Yazīd ibn Mu‘āwiya (Arabic: يزيد بن معاوية بن أبي سفيان; 646 – 12 November 683), commonly known as Yazid I, was the second caliph of the Umayyad caliphate. He ruled for three years from 680 until his death in 683. His appointment was the first hereditary succession in Islamic history. His caliphate was marked by the death of Muhammad's grandson Husayn ibn Ali as well as the start of the crisis known as the Second Fitna.

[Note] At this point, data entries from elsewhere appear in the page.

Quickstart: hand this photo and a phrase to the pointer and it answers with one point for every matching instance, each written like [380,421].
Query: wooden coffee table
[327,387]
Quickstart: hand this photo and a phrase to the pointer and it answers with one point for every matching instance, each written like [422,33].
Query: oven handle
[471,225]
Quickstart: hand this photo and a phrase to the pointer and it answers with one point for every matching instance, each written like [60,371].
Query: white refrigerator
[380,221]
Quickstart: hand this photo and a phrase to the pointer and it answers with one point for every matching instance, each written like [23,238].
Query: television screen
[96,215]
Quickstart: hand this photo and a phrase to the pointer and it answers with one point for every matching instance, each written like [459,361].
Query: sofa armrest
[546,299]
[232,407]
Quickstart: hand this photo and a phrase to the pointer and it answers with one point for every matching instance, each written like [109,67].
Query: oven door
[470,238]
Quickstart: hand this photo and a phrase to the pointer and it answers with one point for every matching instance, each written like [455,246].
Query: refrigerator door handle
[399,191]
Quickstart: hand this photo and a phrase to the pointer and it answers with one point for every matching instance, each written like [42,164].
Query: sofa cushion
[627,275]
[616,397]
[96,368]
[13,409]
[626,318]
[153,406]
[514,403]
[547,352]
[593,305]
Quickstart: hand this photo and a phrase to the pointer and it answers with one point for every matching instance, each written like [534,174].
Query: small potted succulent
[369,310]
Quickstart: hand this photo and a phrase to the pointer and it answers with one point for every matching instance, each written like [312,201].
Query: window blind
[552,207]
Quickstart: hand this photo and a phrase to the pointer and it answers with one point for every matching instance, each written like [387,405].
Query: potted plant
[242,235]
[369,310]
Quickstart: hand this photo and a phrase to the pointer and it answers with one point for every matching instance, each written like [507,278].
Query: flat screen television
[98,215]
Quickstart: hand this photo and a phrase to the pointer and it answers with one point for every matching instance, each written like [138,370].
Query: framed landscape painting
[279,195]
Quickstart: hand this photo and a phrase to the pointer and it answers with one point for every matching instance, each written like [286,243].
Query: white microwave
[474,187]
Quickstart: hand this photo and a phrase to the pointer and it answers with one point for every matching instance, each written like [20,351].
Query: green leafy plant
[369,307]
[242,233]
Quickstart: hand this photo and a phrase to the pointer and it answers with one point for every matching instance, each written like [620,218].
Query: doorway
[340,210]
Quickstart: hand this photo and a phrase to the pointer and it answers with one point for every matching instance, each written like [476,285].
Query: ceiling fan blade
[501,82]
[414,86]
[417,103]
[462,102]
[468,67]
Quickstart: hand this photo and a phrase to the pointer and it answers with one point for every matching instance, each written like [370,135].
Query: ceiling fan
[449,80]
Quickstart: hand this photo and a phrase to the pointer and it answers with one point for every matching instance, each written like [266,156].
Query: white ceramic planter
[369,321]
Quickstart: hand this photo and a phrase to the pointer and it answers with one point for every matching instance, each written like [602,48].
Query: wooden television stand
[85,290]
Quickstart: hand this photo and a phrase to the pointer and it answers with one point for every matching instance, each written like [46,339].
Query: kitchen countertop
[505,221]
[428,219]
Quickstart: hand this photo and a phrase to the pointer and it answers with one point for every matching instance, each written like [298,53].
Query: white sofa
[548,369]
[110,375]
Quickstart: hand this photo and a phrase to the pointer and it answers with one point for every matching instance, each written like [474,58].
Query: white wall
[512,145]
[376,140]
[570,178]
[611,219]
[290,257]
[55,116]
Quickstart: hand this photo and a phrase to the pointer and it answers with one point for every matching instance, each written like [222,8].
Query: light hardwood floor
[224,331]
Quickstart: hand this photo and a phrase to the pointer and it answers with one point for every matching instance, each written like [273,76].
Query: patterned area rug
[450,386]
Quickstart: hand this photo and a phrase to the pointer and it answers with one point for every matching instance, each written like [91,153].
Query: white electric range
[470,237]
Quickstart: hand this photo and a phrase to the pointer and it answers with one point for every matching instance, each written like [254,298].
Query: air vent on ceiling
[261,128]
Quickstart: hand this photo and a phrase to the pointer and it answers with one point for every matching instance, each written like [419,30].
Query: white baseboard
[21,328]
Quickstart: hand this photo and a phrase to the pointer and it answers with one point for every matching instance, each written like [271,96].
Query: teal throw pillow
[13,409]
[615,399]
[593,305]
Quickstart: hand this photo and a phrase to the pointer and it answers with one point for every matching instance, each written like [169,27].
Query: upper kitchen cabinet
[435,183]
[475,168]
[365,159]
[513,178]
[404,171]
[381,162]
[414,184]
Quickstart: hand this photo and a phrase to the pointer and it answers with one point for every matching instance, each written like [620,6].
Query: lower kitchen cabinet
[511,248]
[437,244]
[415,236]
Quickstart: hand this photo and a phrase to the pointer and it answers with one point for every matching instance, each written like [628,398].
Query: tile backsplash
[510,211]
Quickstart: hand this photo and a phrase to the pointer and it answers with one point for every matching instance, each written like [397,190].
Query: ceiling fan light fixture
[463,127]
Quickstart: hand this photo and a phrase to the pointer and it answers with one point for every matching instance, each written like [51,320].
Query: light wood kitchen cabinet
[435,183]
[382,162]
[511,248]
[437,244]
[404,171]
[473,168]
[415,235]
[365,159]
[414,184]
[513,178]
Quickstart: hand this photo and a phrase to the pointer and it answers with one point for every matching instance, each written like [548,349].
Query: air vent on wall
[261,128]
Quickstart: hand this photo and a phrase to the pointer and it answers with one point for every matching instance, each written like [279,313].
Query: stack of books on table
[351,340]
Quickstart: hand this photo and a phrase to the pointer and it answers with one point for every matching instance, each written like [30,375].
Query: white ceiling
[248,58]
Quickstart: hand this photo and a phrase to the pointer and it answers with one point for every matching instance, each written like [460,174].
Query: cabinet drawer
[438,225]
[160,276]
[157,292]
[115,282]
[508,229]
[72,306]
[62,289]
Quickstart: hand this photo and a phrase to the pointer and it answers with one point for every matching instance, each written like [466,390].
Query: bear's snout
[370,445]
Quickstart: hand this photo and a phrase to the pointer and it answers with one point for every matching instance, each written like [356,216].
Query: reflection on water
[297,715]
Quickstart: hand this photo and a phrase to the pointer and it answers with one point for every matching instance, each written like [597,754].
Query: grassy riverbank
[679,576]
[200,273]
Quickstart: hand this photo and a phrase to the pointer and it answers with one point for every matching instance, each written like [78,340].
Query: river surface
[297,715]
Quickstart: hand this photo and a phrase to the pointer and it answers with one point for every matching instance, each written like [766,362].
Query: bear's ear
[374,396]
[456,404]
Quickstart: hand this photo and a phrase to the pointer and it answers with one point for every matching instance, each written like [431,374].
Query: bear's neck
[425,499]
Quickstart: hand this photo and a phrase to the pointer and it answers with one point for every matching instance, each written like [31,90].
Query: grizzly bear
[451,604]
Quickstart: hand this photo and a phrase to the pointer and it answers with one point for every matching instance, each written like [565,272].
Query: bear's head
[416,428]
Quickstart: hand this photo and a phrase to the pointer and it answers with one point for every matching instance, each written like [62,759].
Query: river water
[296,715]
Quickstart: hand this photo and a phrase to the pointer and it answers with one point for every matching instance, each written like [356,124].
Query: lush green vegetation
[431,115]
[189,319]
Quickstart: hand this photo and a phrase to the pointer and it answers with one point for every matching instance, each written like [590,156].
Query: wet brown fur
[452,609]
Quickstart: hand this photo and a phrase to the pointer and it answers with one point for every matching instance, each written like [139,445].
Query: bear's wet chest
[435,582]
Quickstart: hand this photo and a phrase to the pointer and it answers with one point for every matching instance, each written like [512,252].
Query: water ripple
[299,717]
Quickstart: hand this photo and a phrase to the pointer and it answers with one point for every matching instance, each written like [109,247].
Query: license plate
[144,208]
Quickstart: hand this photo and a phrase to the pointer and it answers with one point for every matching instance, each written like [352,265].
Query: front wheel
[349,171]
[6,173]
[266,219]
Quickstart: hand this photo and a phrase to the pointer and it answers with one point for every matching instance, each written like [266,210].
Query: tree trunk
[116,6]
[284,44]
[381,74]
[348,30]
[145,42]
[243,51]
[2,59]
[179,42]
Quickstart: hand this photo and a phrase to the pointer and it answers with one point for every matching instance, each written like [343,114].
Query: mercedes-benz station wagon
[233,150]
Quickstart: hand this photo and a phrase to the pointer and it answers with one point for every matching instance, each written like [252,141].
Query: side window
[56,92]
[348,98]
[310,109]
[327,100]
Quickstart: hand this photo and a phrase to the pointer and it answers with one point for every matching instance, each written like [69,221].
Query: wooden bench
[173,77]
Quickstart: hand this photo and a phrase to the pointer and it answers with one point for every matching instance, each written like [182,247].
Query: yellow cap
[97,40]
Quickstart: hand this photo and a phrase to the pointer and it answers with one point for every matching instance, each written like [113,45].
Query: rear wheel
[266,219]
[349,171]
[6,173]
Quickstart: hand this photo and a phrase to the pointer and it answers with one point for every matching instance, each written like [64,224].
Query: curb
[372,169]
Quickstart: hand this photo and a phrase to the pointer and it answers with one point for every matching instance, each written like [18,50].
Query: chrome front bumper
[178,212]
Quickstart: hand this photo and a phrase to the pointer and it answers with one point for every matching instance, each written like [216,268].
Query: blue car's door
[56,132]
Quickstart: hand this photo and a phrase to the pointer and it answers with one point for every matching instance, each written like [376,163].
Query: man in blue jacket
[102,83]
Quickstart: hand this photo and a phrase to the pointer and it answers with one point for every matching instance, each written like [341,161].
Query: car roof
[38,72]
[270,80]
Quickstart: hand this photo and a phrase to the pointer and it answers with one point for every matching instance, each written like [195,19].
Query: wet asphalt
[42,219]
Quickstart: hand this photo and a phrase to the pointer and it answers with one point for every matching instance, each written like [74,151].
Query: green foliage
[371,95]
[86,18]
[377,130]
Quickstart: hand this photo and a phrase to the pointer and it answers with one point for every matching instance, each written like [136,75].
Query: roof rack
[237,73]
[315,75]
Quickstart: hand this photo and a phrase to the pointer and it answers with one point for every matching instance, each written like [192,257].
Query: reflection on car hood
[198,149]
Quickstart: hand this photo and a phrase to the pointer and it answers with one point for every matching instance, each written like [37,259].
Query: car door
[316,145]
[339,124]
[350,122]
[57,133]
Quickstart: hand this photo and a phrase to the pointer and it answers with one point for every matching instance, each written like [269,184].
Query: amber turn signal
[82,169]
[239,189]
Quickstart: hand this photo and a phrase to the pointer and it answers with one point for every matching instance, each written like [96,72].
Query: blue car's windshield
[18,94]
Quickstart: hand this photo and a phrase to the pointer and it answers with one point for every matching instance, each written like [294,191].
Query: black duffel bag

His nomination in 676 (56 AH) by Muawiya was opposed by several prominent Muslims from the Hejaz. Following his accession, after Muawiya's death in 680, Husayn and Abd Allah ibn al-Zubayr refused to recognize him and fled to sanctuary in Mecca. When Husayn was on his way to Kufa to lead a revolt against Yazid, he was killed with his small band of supporters by Yazid's forces in the Battle of Karbala. The killing of Husayn led to resentment in the Hejaz, where Ibn al-Zubayr centered his opposition to the rule of Yazid, and was supported by many people in Mecca and Medina. After failed attempts to regain the confidence of Ibn al-Zubayr and the people of the Hejaz through diplomacy, Yazid sent an army to end the rebellion. The army defeated the Medinese in the Battle of al-Harrah in August 683 and the city was given over to three days of pillage. Later, siege was laid to Mecca, which lasted for several weeks. The siege ended with the death of Yazid in November 683 and the empire fell to civil war.
Yazid is considered an illegitimate ruler and a tyrant by many Muslims due to his hereditary succession, the death of Husayn and the attack on the city of Medina by his forces. Modern historians present a milder view of him, and consider him a capable ruler, albeit less successful than his father.
Genealogical tree of the Sufyanids, the ruling family to which Yazid I belonged
Yazid was born in Syria in 646 to Muawiya ibn Abi Sufyan, then governor of Syria under Caliph Uthman (r. 644–656), and Maysun, the daughter of Bahdal ibn Unayf, a chieftain of the powerful Banu Kalb tribe. Yazid grew up with his maternal Kalbite tribesmen. Though during his youth he spent his springs in the desert with his Bedouin kin, for the remainder of the year he was in the company of the Greek and native Syrian courtiers of his father, who became caliph in 661. Yazid led several campaigns against the Byzantine Empire and in 670 participated in an attack on Constantinople. He also led the hajj (the annual Muslim pilgrimage to Mecca) on several occasions.